I have to agree with Swami in regards to Convicts. I keep them myself and they even shredded the fins off a large Common Pleco. You can put them in with other species like Demseys, Firemouth, Oscars and such but only in an extremely large tank with an over abundance of territories. Even then they are quite agressive toward even larger fish. 
If it's a relatively small tank (ie: 40 gal or smaller) Dwarf cichlids would be great. Damon mention A. Cacatoides for one, but all of the Apistogramma species are pretty colorful. A. Cacatoides come in a few morphs, orange flame, double red, triple red. There's also A. Borellii (white with a nice turqouise blue pattern) A. Agasizzii, A. Panduro (aka Pandurini or Panda) A. Macmasteri (not quite as colorful). 

They aren't the most common fish around but can be found. Here's a link to give you an idea of what they look like. 
They are great in a planted tank with soft water and a ph of about 6.4 to 7.0

http://www.apistogrammaidiots.com/Fishroom/fishroom.html

I don't know what an African Clawed frog is or how big it gets so not sure if those would be ok with the frog or if the frog would eat them. 
Another option is African Cichlids, but I don't think the pleco is a good idea with them as the pleco probably won't appreciate salty water. : )


----------



## Guest (Mar 18, 2007)

African Clawed Frogs will eat anything that they can fit in their mouths.  So I would not add Rams to the tank or anything small.

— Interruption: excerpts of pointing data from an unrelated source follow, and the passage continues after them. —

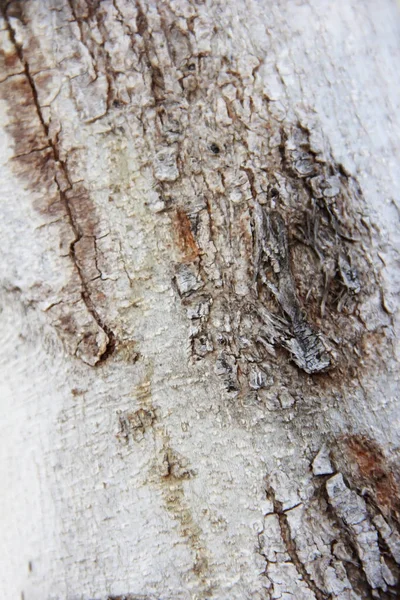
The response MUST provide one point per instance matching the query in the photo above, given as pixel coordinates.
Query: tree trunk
(199, 283)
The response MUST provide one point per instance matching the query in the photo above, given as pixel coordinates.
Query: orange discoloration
(185, 239)
(374, 471)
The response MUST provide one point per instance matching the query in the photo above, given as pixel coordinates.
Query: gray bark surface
(199, 283)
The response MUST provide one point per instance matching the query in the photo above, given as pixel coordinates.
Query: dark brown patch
(363, 461)
(185, 238)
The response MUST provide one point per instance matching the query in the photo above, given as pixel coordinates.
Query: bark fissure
(85, 294)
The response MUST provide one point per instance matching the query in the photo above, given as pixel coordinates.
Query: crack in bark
(85, 293)
(291, 546)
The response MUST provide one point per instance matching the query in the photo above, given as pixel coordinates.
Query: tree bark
(199, 285)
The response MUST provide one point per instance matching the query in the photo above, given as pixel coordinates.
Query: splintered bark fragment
(306, 345)
(352, 509)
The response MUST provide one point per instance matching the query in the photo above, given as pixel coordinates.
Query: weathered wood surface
(199, 284)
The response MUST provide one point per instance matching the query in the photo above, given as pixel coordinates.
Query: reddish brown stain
(374, 472)
(184, 236)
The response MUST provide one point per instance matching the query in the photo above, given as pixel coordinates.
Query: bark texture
(199, 286)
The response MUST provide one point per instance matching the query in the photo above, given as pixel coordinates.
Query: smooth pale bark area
(199, 285)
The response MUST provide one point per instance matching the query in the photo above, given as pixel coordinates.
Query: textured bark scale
(199, 300)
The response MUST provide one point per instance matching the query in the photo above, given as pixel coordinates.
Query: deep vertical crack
(85, 294)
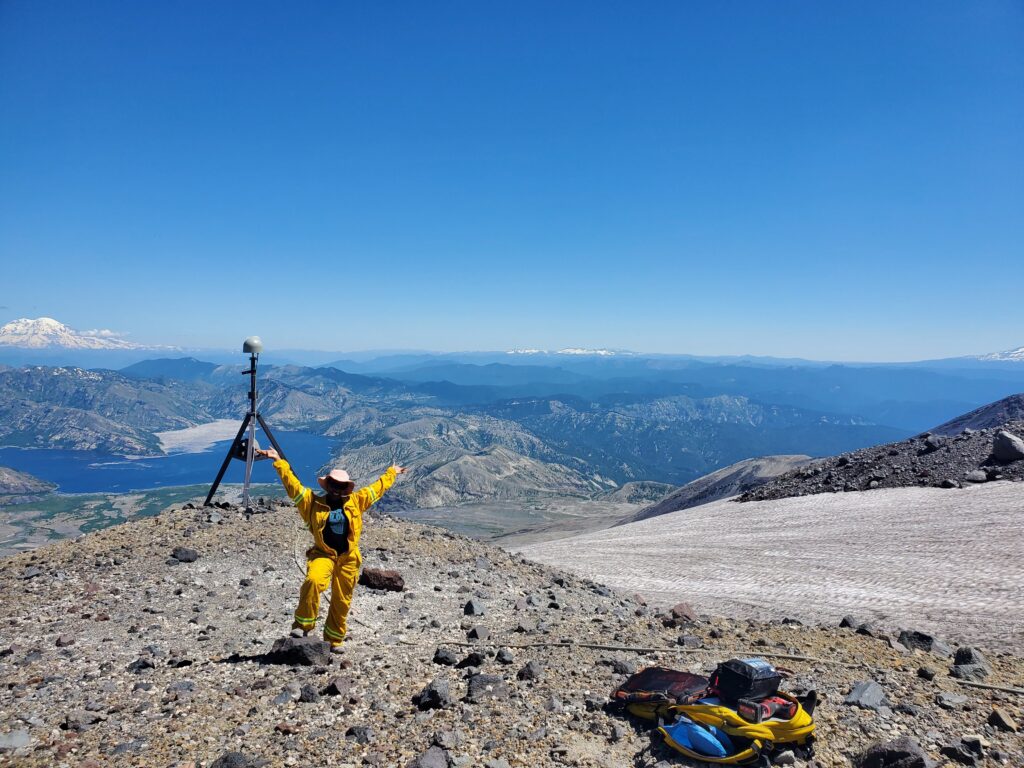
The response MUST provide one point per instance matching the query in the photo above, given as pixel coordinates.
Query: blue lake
(94, 472)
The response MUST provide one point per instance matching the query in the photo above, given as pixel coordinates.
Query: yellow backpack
(757, 737)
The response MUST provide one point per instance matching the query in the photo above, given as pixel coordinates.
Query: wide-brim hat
(336, 479)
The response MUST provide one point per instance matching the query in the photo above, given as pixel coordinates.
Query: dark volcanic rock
(944, 459)
(530, 671)
(900, 753)
(435, 757)
(483, 687)
(183, 554)
(923, 641)
(867, 695)
(445, 656)
(436, 695)
(999, 720)
(376, 579)
(361, 734)
(339, 686)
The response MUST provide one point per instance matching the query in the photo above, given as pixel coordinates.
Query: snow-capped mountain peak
(42, 333)
(1010, 354)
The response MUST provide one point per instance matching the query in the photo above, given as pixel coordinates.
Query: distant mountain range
(45, 333)
(581, 423)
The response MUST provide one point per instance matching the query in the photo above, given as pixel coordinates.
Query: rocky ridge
(732, 480)
(158, 643)
(972, 457)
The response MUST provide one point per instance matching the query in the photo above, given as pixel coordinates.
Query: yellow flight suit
(324, 564)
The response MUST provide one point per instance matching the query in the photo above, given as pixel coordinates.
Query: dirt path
(948, 561)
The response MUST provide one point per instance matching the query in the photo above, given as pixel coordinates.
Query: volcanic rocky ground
(116, 652)
(969, 458)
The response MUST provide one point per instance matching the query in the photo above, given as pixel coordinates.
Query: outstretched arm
(368, 497)
(298, 493)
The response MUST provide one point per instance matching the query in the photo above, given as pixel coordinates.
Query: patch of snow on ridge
(199, 438)
(935, 559)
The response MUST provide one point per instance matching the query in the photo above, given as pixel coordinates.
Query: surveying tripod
(244, 449)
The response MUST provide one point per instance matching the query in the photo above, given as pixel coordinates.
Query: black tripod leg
(227, 460)
(269, 434)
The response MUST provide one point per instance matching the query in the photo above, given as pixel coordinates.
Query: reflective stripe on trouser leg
(342, 586)
(317, 577)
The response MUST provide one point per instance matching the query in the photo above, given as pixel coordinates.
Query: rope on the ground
(645, 649)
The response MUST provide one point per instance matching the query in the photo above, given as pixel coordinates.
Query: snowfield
(944, 561)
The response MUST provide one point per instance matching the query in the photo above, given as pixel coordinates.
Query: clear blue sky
(794, 178)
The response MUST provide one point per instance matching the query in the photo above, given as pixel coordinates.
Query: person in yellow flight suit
(335, 520)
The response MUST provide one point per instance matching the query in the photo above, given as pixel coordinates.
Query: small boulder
(473, 658)
(338, 686)
(233, 760)
(484, 687)
(13, 740)
(867, 695)
(300, 651)
(900, 753)
(377, 579)
(683, 612)
(183, 554)
(445, 657)
(958, 753)
(975, 672)
(970, 664)
(436, 695)
(361, 734)
(435, 757)
(1001, 721)
(1007, 446)
(923, 641)
(530, 671)
(950, 701)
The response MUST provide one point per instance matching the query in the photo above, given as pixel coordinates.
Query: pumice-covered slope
(148, 644)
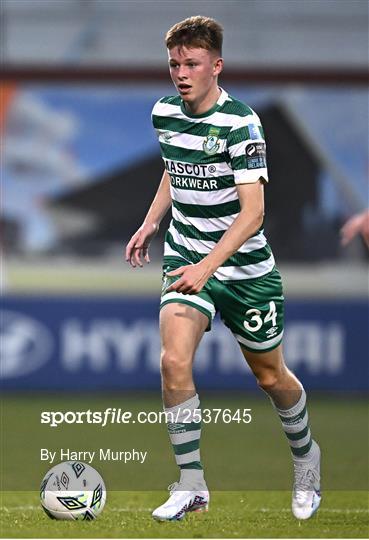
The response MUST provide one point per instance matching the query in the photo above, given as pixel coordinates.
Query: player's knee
(173, 367)
(268, 380)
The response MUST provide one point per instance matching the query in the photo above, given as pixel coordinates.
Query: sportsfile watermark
(113, 415)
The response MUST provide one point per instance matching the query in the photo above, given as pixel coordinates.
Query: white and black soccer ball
(73, 490)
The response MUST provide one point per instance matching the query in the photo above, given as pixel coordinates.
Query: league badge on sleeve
(255, 156)
(211, 143)
(254, 131)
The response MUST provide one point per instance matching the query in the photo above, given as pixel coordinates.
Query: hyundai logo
(25, 344)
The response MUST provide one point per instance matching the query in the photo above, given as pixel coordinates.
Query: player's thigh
(181, 329)
(266, 366)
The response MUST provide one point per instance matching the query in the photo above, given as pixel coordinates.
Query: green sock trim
(293, 419)
(185, 448)
(192, 465)
(297, 436)
(303, 450)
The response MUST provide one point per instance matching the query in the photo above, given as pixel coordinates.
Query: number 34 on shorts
(255, 316)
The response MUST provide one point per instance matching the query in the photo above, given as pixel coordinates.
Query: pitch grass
(251, 514)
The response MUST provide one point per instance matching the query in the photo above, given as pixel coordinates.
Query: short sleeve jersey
(206, 156)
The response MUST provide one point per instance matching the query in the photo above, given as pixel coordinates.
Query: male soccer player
(216, 258)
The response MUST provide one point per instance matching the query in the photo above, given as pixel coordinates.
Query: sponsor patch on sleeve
(255, 156)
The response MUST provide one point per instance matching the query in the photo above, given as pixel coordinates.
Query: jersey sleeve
(246, 149)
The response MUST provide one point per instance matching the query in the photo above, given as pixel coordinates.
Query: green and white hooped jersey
(206, 156)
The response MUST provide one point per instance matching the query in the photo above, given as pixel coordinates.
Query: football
(72, 490)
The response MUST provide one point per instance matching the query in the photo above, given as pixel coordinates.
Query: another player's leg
(289, 399)
(181, 328)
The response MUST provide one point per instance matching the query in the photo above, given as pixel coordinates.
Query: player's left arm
(247, 223)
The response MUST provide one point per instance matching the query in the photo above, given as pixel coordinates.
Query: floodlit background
(80, 165)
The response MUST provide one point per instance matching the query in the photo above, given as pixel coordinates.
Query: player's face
(194, 72)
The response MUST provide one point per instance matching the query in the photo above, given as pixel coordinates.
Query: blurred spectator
(357, 224)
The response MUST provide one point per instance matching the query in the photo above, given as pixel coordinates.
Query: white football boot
(182, 500)
(306, 495)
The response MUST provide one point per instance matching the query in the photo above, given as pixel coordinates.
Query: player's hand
(358, 224)
(138, 246)
(192, 278)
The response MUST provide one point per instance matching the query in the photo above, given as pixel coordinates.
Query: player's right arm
(138, 246)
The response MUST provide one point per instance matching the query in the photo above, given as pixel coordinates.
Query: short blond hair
(199, 31)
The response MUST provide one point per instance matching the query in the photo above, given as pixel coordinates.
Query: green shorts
(252, 309)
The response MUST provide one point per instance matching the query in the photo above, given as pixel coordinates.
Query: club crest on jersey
(211, 143)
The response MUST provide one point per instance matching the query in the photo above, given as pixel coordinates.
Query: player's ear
(218, 66)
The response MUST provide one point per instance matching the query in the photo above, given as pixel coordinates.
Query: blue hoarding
(73, 343)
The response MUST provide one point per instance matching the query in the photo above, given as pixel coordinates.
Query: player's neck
(206, 103)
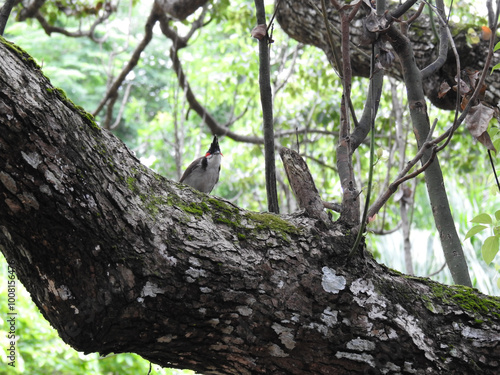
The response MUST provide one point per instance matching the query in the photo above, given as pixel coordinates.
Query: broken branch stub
(302, 185)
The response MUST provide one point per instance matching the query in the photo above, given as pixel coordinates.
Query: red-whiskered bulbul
(203, 173)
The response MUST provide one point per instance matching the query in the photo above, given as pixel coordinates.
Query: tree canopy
(164, 79)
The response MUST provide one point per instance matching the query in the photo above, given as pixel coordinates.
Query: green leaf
(482, 219)
(474, 230)
(490, 249)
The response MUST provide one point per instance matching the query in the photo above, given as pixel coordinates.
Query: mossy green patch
(468, 299)
(25, 56)
(272, 222)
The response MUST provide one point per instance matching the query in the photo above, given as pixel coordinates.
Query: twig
(267, 112)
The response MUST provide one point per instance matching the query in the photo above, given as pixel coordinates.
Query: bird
(203, 173)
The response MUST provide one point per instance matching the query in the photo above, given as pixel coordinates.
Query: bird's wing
(193, 166)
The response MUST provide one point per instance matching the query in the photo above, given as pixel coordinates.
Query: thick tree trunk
(302, 21)
(119, 259)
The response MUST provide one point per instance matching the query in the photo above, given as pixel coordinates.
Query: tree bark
(304, 23)
(120, 259)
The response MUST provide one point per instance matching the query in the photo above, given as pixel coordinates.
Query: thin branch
(126, 95)
(267, 112)
(443, 43)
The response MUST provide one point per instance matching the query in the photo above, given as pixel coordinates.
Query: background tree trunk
(119, 259)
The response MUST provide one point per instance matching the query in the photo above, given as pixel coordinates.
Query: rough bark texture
(119, 259)
(304, 23)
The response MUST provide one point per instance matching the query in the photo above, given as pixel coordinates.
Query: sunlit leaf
(490, 248)
(475, 230)
(482, 219)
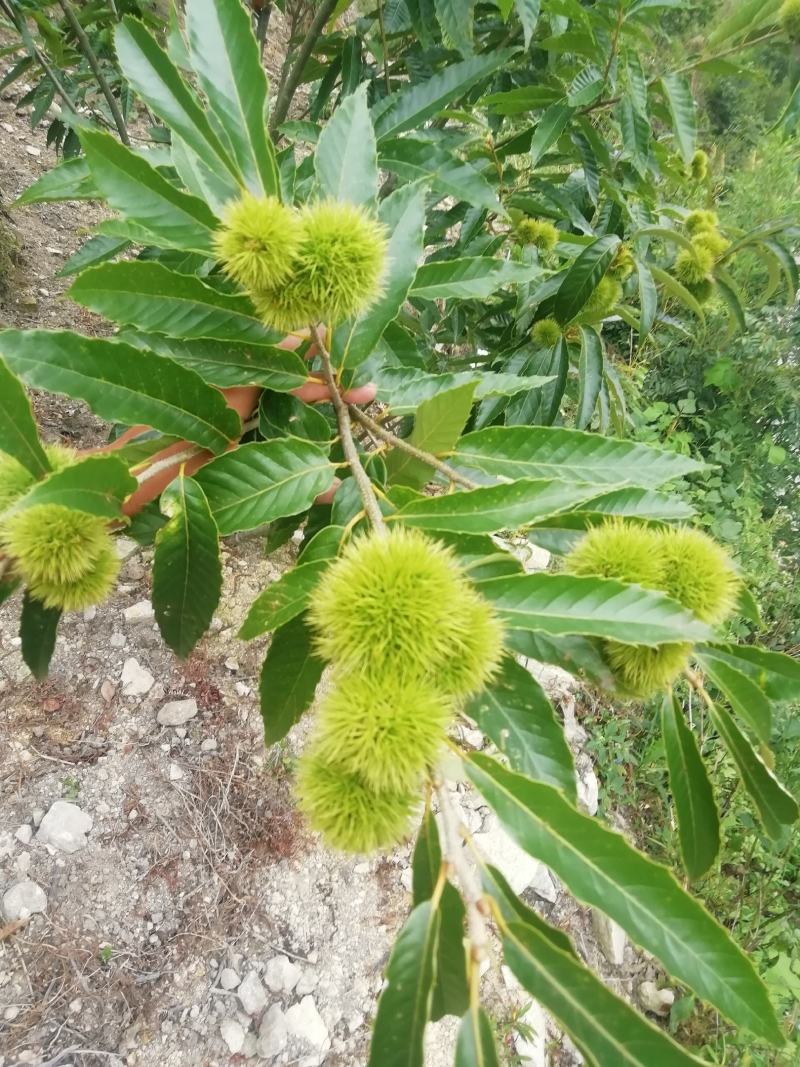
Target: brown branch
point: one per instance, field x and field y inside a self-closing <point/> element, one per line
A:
<point x="291" y="81"/>
<point x="94" y="63"/>
<point x="346" y="432"/>
<point x="404" y="446"/>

> Another option is African Cichlids, but I don't think the pleco is a good idea with them as the pleco probably won't appreciate salty water.


African Cichlids don't require salt.  Most are too large for a 29g though. And the smaller ones would be eaten by the ACF.

The ACF limits your fish choices greatly.


----------



## redpaulhus (Jan 18, 2005)

I would recommend a pair of "kribs" - *Pelvicachromis pulcher*
They are a West African dwarf cichlid.
In my opinion, they are hardier and easier than the Apisto's (I like Apisto's, but wouldn't recommend one as a first cichlid) and still very colorful.
They are much more likely to eat prepared foods (ie flake) than the apistos, IME.
They do not get too big, but are big enough to be ok with the frog (at least until the frog gets huge, at which point you may want to give it its own tank).
Did I mention how cute they are  ?
http://images.google.com/images?sourceid=navclient&ie=UTF-8&rls=GGLJ,GGLJ:2006-31,GGLJ:en&q=Pelvicachromis%20pulcher&oe=UTF-8&um=1&sa=N&tab=wi


----------



## gem (Mar 13, 2007)

and they come in Albino too!!! 
Here's my boy!


----------



## CichlidsGeek (Apr 4, 2007)

Well there is a couple speiceis of lake malwais that would be ok (you just need to make sure that the other fish wont fit in their mouth)

Rusty or yellow labs I have been told do fine in a tank like that. They are less agressive but I would choose one of the speices (the labs are a bright yellow with a black accent and the rustys are kinda have a purpleish to tint to their brownish orange color.

But I warn you... Cichlid are addicting


----------